Он принялся есть, жадно, торопливо, глотая куски, а перед едой выпил три рюмки. Ударило в голову, стало немного терпимее. Когда заиграл оркестрион, Рылеев стал напряженно думать о будущем, почувствовал, как любима, враждебна, мила и далека теперь ему Лиза, и испытал ощущение, похожее на то, что чувствует нетрусливый путник, подъезжая на бойких лошадях к темнеющему ухабу. Хотя Рылеев и понимал, что это не что иное, как возбуждающее действие хмеля, все-таки ему было приятно чувствовать себя готовым на все. Он не замечал, что он действительно не совсем тот Рылеев, который аккуратно придумывал жизнь, сидя в библиотеке, но разница была еще так ничтожна, как между обрезанным и разорванным по сгибу листом бумаги. Неизвестность сосала его, хотя многое верно понималось им инстинктивно, но понимание это не переводилось ни на слова, ни на представления — род болезненного предчувствия; так иногда приведенный с завязанными глазами человек знает, есть кто или нет возле него.
Задумавшийся Рылеев очнулся, посмотрел вокруг; посетители не обращали уже на него внимания, машина гремела.

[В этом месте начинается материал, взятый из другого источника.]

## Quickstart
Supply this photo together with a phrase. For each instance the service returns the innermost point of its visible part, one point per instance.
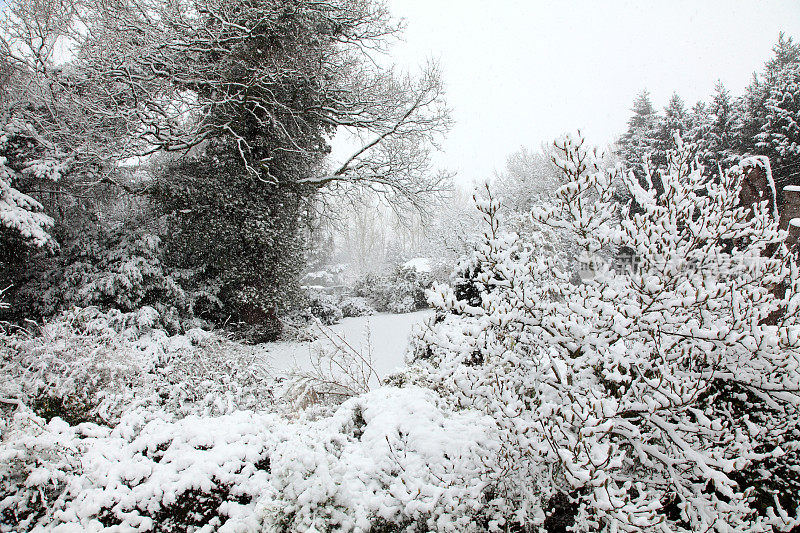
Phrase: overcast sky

— Что это играют? — спросил Рылеев.
— Польку-мазурку, — сказал половой, отыскал глазами на столе рылеевский рубль, брякнул сдачей и отошел.
Рылеев вышел.
У печи, покрывшись, несмотря на духоту, тулупом, храпел на лавке ямщик; чернявая баба мыла квашню, а с улицы неслись плаксивые голоса мальчишек, играющих в бабки. Рылеев хлопнул дверью; баба сказала:
— Откеда едете?
— Лошадей надо, — сказал Рылеев. — Есть лошади?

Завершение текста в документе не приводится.